In this version, Tom Duff played Norton I and read from his various edicts, while the spoken words are processed by three electronic performers Chris Brown, Kristin Miltner and Wobbly. Indeed. all the electronic sounds were based on Tom Duff’s voice. At first, the electronic manipulations kept the words intact through various delay, pitch and time effects; but over time the electronics became more complex, with delay lines or samples short enough for the snippets from the original voice to form completely different timbres, and as such became more detached from the stage performance. I found myself focusing heavily on the video work of Tim Thompson along with the theatrical performance, and the electronic sounds became part of the background. One particularly strong visual moment was when Tom Duff/Norton I built a small “city” out of colored translucent cubes and shining flashlights through them. This illuminated construction was then picked up by the video and projected onto the screen. There was a middle section in which our protagonist appeared to go to sleep (perhaps dreaming) and the electronic music became the focus, with the video playing against the sounds (which were still entirely based on previously sampled vocal material). There was an overall calm pace to the entire opera performance, punctuated by the dramatic proclamations and occasional abrupt shifts in timbre or visuals; and one simply became immersed in the whole experience.

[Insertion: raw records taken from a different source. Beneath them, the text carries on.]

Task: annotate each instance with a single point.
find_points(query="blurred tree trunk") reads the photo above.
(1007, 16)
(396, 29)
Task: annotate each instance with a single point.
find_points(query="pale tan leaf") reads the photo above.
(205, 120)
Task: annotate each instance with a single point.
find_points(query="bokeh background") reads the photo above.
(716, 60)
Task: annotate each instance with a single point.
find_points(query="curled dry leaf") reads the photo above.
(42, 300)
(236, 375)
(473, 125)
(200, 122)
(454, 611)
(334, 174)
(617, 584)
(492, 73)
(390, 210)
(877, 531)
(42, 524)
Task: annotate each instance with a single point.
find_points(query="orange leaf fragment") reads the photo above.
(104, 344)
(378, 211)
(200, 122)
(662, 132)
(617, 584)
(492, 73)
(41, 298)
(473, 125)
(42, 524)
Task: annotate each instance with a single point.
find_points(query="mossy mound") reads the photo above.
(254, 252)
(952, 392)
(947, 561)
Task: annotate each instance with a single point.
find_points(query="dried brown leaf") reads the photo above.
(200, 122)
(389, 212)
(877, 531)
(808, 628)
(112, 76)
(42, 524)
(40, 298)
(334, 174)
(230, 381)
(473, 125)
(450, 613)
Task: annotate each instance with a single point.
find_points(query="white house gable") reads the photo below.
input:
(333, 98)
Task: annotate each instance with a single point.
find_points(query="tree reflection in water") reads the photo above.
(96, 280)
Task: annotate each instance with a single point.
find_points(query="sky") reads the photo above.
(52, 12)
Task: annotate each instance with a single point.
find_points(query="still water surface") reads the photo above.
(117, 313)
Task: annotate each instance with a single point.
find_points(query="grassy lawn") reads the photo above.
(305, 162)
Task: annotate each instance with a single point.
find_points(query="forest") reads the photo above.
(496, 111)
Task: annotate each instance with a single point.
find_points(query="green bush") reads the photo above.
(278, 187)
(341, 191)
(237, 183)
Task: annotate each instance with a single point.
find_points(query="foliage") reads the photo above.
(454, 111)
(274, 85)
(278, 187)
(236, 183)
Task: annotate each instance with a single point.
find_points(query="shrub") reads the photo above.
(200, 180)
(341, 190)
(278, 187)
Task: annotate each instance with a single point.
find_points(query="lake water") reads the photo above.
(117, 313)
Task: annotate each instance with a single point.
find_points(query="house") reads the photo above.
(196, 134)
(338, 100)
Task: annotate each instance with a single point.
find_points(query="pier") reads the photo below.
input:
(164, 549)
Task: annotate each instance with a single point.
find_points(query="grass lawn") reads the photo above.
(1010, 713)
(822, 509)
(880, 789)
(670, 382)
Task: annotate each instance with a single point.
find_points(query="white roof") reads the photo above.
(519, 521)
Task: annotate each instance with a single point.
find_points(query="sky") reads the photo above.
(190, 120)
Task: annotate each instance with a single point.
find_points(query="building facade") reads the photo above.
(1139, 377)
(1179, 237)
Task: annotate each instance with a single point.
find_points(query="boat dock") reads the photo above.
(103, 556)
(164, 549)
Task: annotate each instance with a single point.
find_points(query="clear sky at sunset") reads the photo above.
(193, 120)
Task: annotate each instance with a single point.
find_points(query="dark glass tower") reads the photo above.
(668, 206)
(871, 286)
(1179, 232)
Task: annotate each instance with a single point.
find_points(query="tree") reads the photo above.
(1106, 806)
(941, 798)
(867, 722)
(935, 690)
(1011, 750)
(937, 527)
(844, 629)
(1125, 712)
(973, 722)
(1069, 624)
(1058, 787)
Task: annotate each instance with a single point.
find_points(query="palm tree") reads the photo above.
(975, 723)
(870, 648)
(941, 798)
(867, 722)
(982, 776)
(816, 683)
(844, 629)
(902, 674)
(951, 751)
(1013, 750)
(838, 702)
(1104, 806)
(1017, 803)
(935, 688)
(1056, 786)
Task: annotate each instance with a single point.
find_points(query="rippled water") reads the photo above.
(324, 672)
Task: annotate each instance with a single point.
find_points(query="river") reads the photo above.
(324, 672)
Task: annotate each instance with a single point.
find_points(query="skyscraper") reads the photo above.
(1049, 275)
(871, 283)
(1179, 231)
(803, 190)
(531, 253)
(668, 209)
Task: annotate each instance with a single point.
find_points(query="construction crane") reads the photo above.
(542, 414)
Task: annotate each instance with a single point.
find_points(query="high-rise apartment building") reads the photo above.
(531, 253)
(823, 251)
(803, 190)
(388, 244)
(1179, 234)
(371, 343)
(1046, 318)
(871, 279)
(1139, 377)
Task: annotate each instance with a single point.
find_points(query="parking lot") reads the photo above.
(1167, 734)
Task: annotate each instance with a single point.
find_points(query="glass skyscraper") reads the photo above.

Pamela Z concluded the festival with what she described as an “old-new sandwich” with several short pieces. The first “older” pieces included looped rhythms layered with rich vocal textures and harmonies, with one featuring a dramatic simulation of a manual typewriter complete with carriage return. There was a performance of a piece I had originally seen her perform at room: PIPES back in May. The next piece was the “new” part, a work in progress entitled Baggage Allowance. It opened with a video of a baggage carousel, with various people reciting the contents of their luggage (clothing, toiletries, books, etc.). The contents became a little more unusual over time, as people described confiscated items and even an attempt to hide a knife at LAX. A simulated x-ray of a bag included strange objects like a frog and a gun (actually, I suppose I gun isn’t all that strange). This was set against live electronic processing of vocals as well as other sounds such as the popping of bubble wrap. The final piece was another older work involving delays and dramatic harmonic vocals (it was originally done years ago with hardware effects boxes before being ported to modern laptop computers); as a representation of classic electronic music being redone with modern technology, it was a fitting conclusion to the festival.